Modern Rocketry
The American scientist, Dr. Robert Hutchings
Goddard and a team of no more than seven, had began there efforts to build a rocket as
early as 1916. Aided by a grant from the Smithsonian Institution and as early as 1939
he had successfully tested several types of rockets.
The world's first liquid-fuel missile, the infamous V-2 rocket, was built by the
brilliant German scientist Wernher von Braun. It achieved its great thrust by
burning a mixture of liquid oxygen and alcohol at a rate of about one ton every
seven seconds. This rocket rain death on Great Britain's big cities as it travel
hundreds of miles to deliver a 1000 LB high-explosive warhead in 1942.
With the fall of Germany, many unused V-2 rockets and components were captured by the Allies.
IT was then discovered that German rocket scientists and engineers had already laid
plans for advanced missiles
capable of spanning the Atlantic Ocean and landing in the United States!

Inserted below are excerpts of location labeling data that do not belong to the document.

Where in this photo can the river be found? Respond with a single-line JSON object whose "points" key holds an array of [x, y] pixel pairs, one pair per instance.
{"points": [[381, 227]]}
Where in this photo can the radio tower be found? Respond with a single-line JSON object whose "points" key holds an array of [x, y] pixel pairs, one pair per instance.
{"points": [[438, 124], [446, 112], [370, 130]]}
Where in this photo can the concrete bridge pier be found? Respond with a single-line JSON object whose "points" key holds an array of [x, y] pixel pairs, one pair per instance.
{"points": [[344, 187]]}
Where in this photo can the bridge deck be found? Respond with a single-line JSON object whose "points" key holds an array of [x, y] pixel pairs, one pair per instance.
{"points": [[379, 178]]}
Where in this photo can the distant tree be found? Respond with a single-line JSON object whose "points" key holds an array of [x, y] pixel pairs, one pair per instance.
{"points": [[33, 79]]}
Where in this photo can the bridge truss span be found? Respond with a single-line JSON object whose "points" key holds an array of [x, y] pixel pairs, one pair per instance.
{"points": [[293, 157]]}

Ironically, many German rocket scientists where brought (enthusiastically!) to the United States after the war. Others went to the Soviet Union. This lead the way for the start of the space race (and later the nuclear race) between the US and USSR.
On October 4, 1957, the world was stunned by the news of an Earth-orbiting artificial satellite launched by the Soviet Union. Called Sputnik I, the satellite was the first successful entry in a race for space between the two superpower nations. Less than a month later, the Soviets followed with the launch of Sputnik 2, a satellite carrying a dog named Laika on board. Laika survived in space for seven days before being put to sleep before the oxygen supply ran out.
A few months after Sputnik 1, the US launched its own satellite, Explorer 1, on January 31, 1958. In October of that year, the United States formally organized its space program by creating the National Aeronautics and Space Administration (NASA). NASA became a civilian agency with the goal of peaceful exploration of space for the benefit of all humankind.